Письмо только на литературные темы, с комментариями, с вводными эпиграфами, с прозой, стихами и с романсами, сочиненными корреспондентом самостоятельно и посвященными адресату

Эпиграфы

«Иногда хочется кричать, да хорошее воспитание не позволяет».

(«Путешествие дилетантов»)

«Встретив бритоголового, не проси одолжить у него прическу».

(вьетнамская пословица)

«Пес хотел немножко кушать, потому что был живой».

(А. Иванов)

Проза

Читая В. Сидорова «Семь дней в Гималаях»:

«В борьбе с самим собой еще никто и никогда не обретал спасения. Ибо идут вперед только утверждая, но не отрицая».

Ну да! Я с собой и не борюсь, ага!

«…ломай вырастающие перегородки условного между тобой и людьми. Надо открыть все лучшее в себе и пройти в храм сердца другого. В себе найти цветок любви и бросать его под ноги тому, с кем говоришь».

Вообще-то у меня сердце постоянно болит из-за тебя. И эти всякие ситуации — для меня — вовсе не главное: пришло — уйдет.

«…Не тот любит, кто несет свой долг чести и верности. Но тот, кто живет и дышит именно потому, что любит и радуется, и иначе не может».
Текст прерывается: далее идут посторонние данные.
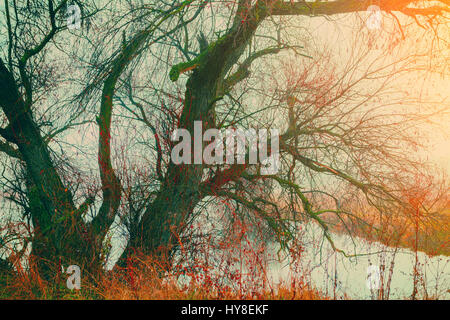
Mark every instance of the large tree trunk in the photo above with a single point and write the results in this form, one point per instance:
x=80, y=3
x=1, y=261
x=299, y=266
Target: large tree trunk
x=60, y=235
x=165, y=218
Так что — мои письма уже в Индии читали? И В. Сидорову передали?

«…Как только ты почувствуешь, что сердце твое живет в моем и мое — в твоем, что рука твоя — в моей руке, ты уже и думать не будешь о самообладании как о самоцели. Ты будешь его вырабатывать, чтобы всегда быть готовым выполнить возложенную на тебя задачу. И времени думать о себе у тебя не будет. Если ты живешь в полном самообладании, ты всегда держишься за мою руку. И все твои дела — от самых простых и до самых сложных — я разделяю с тобой».

Я могу! Я могу не думать о себе, поэтому я так часто чувствую твою руку, потому и живу. Только ты не отбирай ее, пожалуйста, ладно?
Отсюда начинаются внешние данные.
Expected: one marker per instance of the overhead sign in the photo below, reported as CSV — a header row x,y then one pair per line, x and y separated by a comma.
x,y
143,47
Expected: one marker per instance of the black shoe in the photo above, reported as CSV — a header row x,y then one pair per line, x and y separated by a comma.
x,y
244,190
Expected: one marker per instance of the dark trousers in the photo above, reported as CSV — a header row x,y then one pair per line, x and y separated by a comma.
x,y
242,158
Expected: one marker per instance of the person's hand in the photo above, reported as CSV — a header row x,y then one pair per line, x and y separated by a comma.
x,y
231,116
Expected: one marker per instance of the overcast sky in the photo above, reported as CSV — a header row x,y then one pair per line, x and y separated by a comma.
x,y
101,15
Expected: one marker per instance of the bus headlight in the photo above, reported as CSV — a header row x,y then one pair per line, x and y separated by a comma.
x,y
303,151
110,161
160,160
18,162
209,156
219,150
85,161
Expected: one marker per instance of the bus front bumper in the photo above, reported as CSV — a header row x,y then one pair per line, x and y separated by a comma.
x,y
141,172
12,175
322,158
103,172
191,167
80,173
«…Одной готовности, как таковой, мало. Предполагается еще и верность Учителю и его словам…»

Тут ты можешь быть спокоен. Не каждое тобой сказанное слово приму, да тебе чтоб каждое — и не надо, а про верность тебе — тут все. На самом «гималайском» уровне. Ладно, поживешь — увидишь. Что кулаком-то по груди стучать?

«…Всякая разлука только до тех пор мучительна, пока у человека не созреет сила духа настолько, чтобы посылать творческий ток любви своему любимому… Ежедневная радостная мысль о человеке равняется постройке рельсов для молниеносного моста, на котором можно научиться встречаться мыслями с тем человеком, о котором будешь Радостно, чисто, пристально и постоянно думать…»

Все так и есть — точь-в-точь! Просыпалась с этим: «Егор, я люблю тебя!» Сейчас «радостно» — бывает не часто. Нет, я и сейчас могу вдруг ликующе к тебе: «Егорушка!» Только — редко. А сосредоточиться на тебе — я этого, в общем-то, лишена: я сосредоточилась на тебе однажды, а после этого так и не «рассосредоточилась». я только с тобой, каждую минуту.

«…Еще и еще раз уложите во все складки вашего сознания не раз сказанные слова: Если сердце ваше чисто — никакое зло не может коснуться вас».

В общем-то, соответствует моему: жить так, чтобы перед Егором не было стыдно.